Nigeria is much more than the totality of its hydrocarbon reserve. It is Buhari’s lot to inspire Nigeria to define itself outside the barrel of crude oil. His most important assignment is to frame a reasonable answer to the question: What is Nigeria without crude?
And this is the reason why it is heartbreaking to see Buhari verbalize, time and again, frustration that he neither met overflowing coffers nor high crude price.
The other day, he publicly lamented that he became lucky at the wrong time. He had the misfortune of coming to power, after three successive failed bids, when crude oil has effectively ceased to be special.
Buhari has canalized this fatalistic despondency and made it the shibboleth of his administration. The stock lamentation of himself, his aides and senior government officials is that the Goodluck Jonathan government eviscerated the treasury and bankrupted Nigeria.
That echo chamber tale of ‘empty treasury’ inheritance sounds like an irredeemable handicap and legitimate advance apology for failure until you scrutinize that excuse.
Implicit in that ‘explanation’ is the preposterous claim that the plunder of the Jonathan years represents the loss of Buhari’s four year term. Jonathan and his cronies had so viciously raped the nation’s vault, therefore Buhari is permanently incapacitated. Buhari can only curse his predecessor’s morality.
That presumption, without doubt, is so woefully ridiculous. But this and other allied innuendos form the essence of the ready-made staple of excuses this administration provisions Nigerians.
Even ‘the fight against corruption’, which, at the very best, is a muscular campaign to divest corrupt politicians, is predicated on the notion that the storehouse of the thieves contains money that will suffice to turn Nigeria into a paradise.
Buhari, sadly, gives himself away as a man who had no plan to expand the nation’s revenue base. He makes it self-evident that he had not envisaged that he would need to look past oil. He ran for office, like others before him, trusting that oil money was a constant and that he would only need to set the right priorities and deploy the oil money prudently and he would be a great president.
To be fair, this is the portrait of the mentality of an overwhelming majority of Nigerian politicians. They don’t run for elective office mentally prepared to break a sweat on the job. They assume that they would never have to task their imagination to fund their budget. They are socialized to bank on oil manna from Abuja every month-end.
Buhar’s oil diplomacy, however, incentivizes their idleness. As they watch him devote an entire week to the wild good chase of a rise in crude price, they are encouraged to dream the illusion that his travel foreshadows the ascendancy of oil and the return of oil boom.

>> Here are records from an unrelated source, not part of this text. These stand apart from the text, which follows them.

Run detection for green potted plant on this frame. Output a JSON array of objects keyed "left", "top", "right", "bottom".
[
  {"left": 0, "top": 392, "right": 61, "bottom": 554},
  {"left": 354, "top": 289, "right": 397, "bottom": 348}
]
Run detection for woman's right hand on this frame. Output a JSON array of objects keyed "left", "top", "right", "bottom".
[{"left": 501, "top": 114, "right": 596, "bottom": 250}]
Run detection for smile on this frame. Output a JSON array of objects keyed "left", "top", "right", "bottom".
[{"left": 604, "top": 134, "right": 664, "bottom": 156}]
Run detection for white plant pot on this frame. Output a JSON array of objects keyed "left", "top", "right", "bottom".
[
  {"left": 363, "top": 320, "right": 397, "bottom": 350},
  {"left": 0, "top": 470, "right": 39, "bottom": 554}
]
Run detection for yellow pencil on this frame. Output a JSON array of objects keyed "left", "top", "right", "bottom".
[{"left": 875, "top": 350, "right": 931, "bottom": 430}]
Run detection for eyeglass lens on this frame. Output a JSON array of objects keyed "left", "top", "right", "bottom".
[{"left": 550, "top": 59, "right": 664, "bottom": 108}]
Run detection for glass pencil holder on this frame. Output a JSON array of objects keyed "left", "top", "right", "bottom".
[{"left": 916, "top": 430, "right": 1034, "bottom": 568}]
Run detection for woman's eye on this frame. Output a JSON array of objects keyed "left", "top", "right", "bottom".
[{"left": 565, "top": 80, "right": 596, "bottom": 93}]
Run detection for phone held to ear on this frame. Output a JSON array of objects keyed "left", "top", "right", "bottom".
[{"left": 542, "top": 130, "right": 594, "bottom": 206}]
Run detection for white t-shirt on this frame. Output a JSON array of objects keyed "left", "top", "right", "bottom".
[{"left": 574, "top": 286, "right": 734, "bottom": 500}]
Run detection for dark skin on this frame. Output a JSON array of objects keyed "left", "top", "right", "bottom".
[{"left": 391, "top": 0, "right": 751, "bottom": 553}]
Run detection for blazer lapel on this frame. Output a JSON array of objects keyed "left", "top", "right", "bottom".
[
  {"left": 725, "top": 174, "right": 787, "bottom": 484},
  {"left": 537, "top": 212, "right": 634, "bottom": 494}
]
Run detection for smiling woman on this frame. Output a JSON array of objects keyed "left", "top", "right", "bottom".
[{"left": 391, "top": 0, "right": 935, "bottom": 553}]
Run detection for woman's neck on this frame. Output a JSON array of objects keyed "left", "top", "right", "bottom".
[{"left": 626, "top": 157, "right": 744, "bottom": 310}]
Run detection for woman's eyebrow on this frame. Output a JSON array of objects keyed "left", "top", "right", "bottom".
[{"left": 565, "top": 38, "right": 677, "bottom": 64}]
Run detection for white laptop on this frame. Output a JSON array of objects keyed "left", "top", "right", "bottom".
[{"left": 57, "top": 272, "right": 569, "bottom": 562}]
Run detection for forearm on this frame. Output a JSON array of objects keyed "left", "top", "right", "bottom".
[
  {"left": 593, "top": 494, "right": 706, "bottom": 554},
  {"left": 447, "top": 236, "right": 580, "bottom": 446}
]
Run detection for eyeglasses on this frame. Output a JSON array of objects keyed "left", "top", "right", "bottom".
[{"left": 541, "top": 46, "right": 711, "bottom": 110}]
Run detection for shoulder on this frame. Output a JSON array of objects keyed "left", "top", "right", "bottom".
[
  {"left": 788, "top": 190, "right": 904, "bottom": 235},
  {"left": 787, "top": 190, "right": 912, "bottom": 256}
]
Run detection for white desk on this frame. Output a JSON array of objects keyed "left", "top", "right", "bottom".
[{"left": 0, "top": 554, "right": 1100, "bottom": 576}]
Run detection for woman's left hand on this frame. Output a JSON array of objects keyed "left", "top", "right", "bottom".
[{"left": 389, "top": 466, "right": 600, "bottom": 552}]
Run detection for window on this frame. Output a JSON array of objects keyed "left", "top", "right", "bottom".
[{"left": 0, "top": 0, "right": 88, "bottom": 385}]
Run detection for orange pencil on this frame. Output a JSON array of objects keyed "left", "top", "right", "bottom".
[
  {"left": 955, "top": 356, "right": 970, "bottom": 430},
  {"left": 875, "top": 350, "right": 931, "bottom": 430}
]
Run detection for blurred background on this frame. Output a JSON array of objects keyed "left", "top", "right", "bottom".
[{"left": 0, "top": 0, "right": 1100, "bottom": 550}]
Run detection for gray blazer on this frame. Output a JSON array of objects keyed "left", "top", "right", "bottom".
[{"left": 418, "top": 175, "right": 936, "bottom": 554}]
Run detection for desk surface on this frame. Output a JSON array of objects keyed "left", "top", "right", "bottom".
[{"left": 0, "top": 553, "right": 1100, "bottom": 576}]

But the truth is that in the unlikely event that oil price miraculously soars again, the Nigerian political class will commandeer the gain and ramp up their voraciousness. And their respite will mark the adjournment of the debate on the urgency of investing in agriculture and the resumption of their lip-service propagation of the bromide of government’s eternal intention ‘to diversify the economy’.
Buhari’s ultimate duty is to interrogate Nigeria’s meaning beyond oil. His presidency is fated to be primarily measured by whether he embraces it or evades it.